1. Once you do Xor of all the numbers in the given array - except 2 nos , all numbers have 2 entries. therefore they cancel out each other based on Xor operation. Example 9 Xor 9 = 0 , Xor properties , N1 XOR N2 XOR N3 … XOR Nn is same as N1 XOR Nn XOR N2 XOR N5… , which means ultimately the final value of N1xN2 is not zero but represent the xor sum of 2 numbers which has only one entry each , all duplicates (double) entry numbers cancels out each other.

2. If you look at truth table of XOR, For any Xor sum to have bit as 1, it needs 0, i.e 1 xor 0 or 0 xor 1. Now you have ask question to yourself, if I find set bit or bit with value 1 in n1xn2, then you can be sure that this particular bit has value 0 in one number and 1 in another number because in n1xn2, this particular bit is 1.
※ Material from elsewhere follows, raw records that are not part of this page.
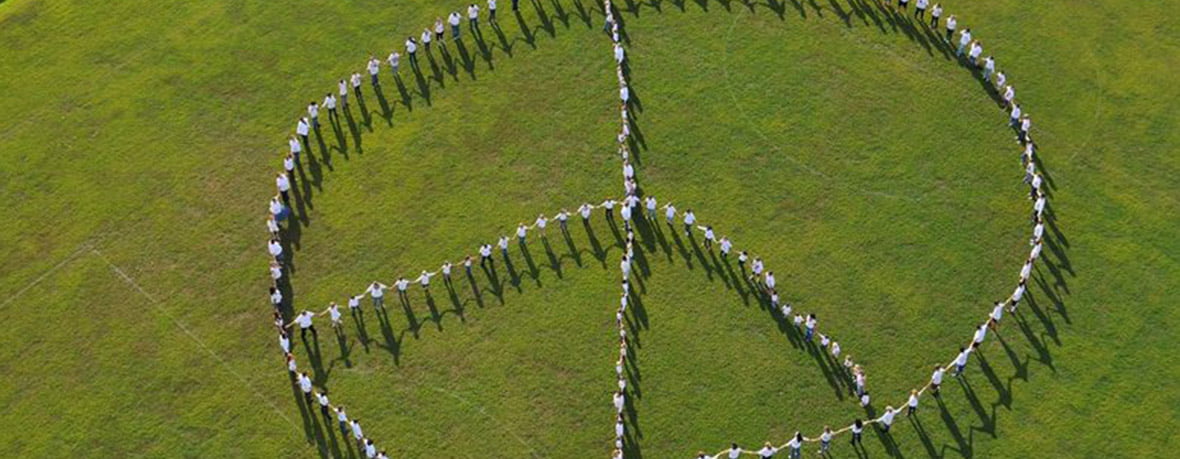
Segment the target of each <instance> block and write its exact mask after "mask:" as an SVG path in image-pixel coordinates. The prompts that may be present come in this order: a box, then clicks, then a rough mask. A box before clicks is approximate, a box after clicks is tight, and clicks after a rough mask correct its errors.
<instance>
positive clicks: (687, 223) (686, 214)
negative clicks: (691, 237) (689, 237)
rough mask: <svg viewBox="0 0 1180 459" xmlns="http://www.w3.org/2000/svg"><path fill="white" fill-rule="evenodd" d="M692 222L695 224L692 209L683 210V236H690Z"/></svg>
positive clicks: (692, 228) (694, 215) (693, 214)
mask: <svg viewBox="0 0 1180 459" xmlns="http://www.w3.org/2000/svg"><path fill="white" fill-rule="evenodd" d="M694 224H696V214H693V209H688V210H686V211H684V236H691V230H693V225H694Z"/></svg>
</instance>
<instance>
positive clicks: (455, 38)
mask: <svg viewBox="0 0 1180 459" xmlns="http://www.w3.org/2000/svg"><path fill="white" fill-rule="evenodd" d="M461 19H463V17H461V15H459V12H457V11H453V12H451V15H448V17H447V18H446V20H447V22H450V24H451V39H452V40H459V21H460V20H461Z"/></svg>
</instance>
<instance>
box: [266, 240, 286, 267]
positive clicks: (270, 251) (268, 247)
mask: <svg viewBox="0 0 1180 459" xmlns="http://www.w3.org/2000/svg"><path fill="white" fill-rule="evenodd" d="M267 251H269V253H270V256H271V257H274V258H275V263H282V262H283V244H281V243H278V240H277V238H274V237H271V238H270V242H268V243H267Z"/></svg>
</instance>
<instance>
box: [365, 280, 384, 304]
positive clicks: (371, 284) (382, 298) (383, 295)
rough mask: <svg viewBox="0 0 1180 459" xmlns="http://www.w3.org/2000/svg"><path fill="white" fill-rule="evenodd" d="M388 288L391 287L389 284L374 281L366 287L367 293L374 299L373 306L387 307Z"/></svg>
mask: <svg viewBox="0 0 1180 459" xmlns="http://www.w3.org/2000/svg"><path fill="white" fill-rule="evenodd" d="M387 288H389V286H386V284H383V283H381V282H376V281H373V283H372V284H369V287H368V288H367V289H365V293H366V294H368V295H369V297H372V299H373V308H381V309H385V289H387Z"/></svg>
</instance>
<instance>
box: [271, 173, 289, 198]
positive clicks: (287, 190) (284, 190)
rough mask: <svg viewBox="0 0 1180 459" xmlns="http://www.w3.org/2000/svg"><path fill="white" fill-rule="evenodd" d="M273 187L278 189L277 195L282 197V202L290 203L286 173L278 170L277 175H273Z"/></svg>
mask: <svg viewBox="0 0 1180 459" xmlns="http://www.w3.org/2000/svg"><path fill="white" fill-rule="evenodd" d="M275 188H277V189H278V195H280V196H282V197H283V202H284V203H290V201H291V198H290V190H291V181H290V179H289V178H287V173H284V172H278V176H276V177H275Z"/></svg>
Another question you can ask yourself, how can I find, which bit is set ?, then again back to basics of AND properties, you can find if a given number has bit set(1) or not by simply ANDing it as only 1 & 1 gives answer as 1, therefore , you start with rightmost bit , if you find value of n1xn2 & righmostBit as non-zero , that means you have found the bit which has value one in n1xn2 otherwise, it will result in zero.
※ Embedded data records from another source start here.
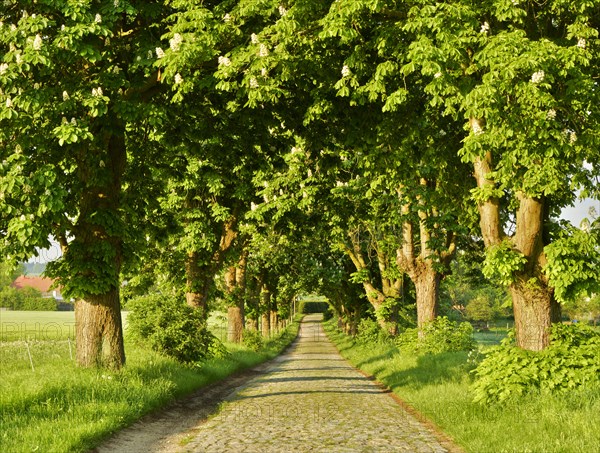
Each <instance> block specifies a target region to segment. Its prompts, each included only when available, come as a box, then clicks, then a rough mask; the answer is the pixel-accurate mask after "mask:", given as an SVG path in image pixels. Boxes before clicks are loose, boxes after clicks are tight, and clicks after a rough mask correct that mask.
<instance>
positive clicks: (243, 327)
mask: <svg viewBox="0 0 600 453" xmlns="http://www.w3.org/2000/svg"><path fill="white" fill-rule="evenodd" d="M243 334H244V311H243V309H240V307H238V306H235V307H229V308H228V309H227V340H228V341H231V342H232V343H241V342H242V338H243Z"/></svg>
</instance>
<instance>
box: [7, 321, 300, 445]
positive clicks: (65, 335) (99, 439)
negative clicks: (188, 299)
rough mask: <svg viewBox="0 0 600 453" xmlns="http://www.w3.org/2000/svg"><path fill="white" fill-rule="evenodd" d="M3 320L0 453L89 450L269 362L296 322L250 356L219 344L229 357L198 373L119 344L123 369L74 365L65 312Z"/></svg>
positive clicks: (160, 358)
mask: <svg viewBox="0 0 600 453" xmlns="http://www.w3.org/2000/svg"><path fill="white" fill-rule="evenodd" d="M7 313H10V312H2V318H1V319H0V323H1V324H2V335H3V336H2V338H3V340H4V341H3V342H0V426H2V432H1V433H0V451H1V452H2V453H20V452H33V451H39V452H84V451H89V450H90V449H91V448H94V447H95V446H97V445H99V444H100V443H101V442H102V441H103V440H104V439H106V438H107V437H109V436H110V435H111V434H112V433H113V432H115V431H117V430H119V429H121V428H124V427H126V426H128V425H130V424H132V423H133V422H134V421H136V420H137V419H139V418H140V417H141V416H143V415H144V414H146V413H148V412H150V411H152V410H153V409H157V408H160V407H161V406H164V405H165V404H167V403H168V402H170V401H172V400H174V399H176V398H179V397H182V396H184V395H186V394H189V393H191V392H192V391H194V390H196V389H198V388H200V387H203V386H205V385H207V384H210V383H211V382H215V381H218V380H220V379H223V378H225V377H226V376H228V375H230V374H232V373H234V372H236V371H239V370H242V369H245V368H248V367H251V366H254V365H256V364H258V363H260V362H263V361H265V360H268V359H270V358H272V357H275V356H276V355H277V354H279V352H280V351H281V350H282V349H283V348H285V346H287V345H288V344H289V343H290V342H291V341H292V340H293V339H294V338H295V336H296V333H297V329H298V323H297V322H296V323H294V324H292V325H291V326H290V327H289V328H288V329H287V330H286V331H285V332H284V333H283V334H282V335H280V336H278V337H276V338H273V339H272V340H270V341H268V342H266V344H265V345H264V347H263V348H261V349H260V350H258V351H256V352H255V351H252V350H250V349H248V348H245V347H242V346H239V345H233V344H227V345H226V346H227V348H228V350H229V351H230V354H229V356H227V357H226V358H223V359H213V360H210V361H207V362H206V363H204V364H203V365H202V366H201V367H191V366H185V365H181V364H180V363H178V362H176V361H175V360H173V359H169V358H166V357H164V356H161V355H159V354H157V353H155V352H153V351H150V350H146V349H143V348H140V347H139V346H136V345H134V344H132V343H131V342H129V341H128V340H127V339H126V345H125V346H126V353H127V365H126V366H125V367H124V368H123V369H122V370H121V371H119V372H108V371H106V370H104V371H102V370H90V369H82V368H78V367H77V366H76V365H75V362H74V360H73V358H72V357H73V355H74V352H75V351H74V345H72V344H70V341H69V340H68V339H69V335H71V337H70V338H71V341H72V335H73V332H71V333H70V334H69V333H67V332H68V331H69V329H67V328H62V326H63V325H64V324H65V323H66V324H67V327H68V326H69V324H68V323H69V322H70V321H71V319H72V316H73V313H72V312H71V313H59V312H52V313H42V312H21V313H19V312H12V313H10V315H9V316H5V315H6V314H7ZM11 323H13V324H11ZM221 324H222V316H221V317H219V316H217V315H214V316H213V317H212V320H211V327H214V328H215V329H216V332H217V334H218V332H219V329H220V326H221ZM14 325H17V326H24V327H23V329H21V330H20V331H19V330H18V329H14V328H13V326H14ZM50 325H51V326H53V327H52V329H50V328H49V327H46V328H44V327H43V326H50ZM55 326H60V327H61V328H60V329H59V328H56V327H55ZM5 327H8V329H5ZM38 327H39V328H38ZM51 331H52V334H50V332H51ZM23 334H24V336H23ZM34 334H35V335H34ZM7 340H8V341H7Z"/></svg>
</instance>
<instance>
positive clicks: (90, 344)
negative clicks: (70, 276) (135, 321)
mask: <svg viewBox="0 0 600 453" xmlns="http://www.w3.org/2000/svg"><path fill="white" fill-rule="evenodd" d="M75 341H76V344H77V348H76V360H77V364H78V365H79V366H83V367H105V368H110V369H119V368H121V366H122V365H124V364H125V349H124V347H123V326H122V322H121V305H120V302H119V290H118V289H113V290H112V291H110V292H108V293H106V294H100V295H89V296H87V297H86V298H85V299H80V300H78V301H76V303H75Z"/></svg>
So basically you start with 0000001 , and keep shifting until you get non-zero answer , 00000010 , …0000100, => look at this binary bit this is what you righmostsetBit variable hold in binary form and you are Anding it with n1xn2 , so that you get exactly which bit is the rightmostSetBit.

1. In point 1, as mentioned, it takes 0 and 1 to Xor to produce resultant 1 . We can divide the given input array based on all numbers which has 0 in that particular bit place, and ultimately all duplicated will fall into same group and 1 number , and other group with other number. In this way, if you xor within each of the group, finally you will be left with num1 from each group and num2 from other group.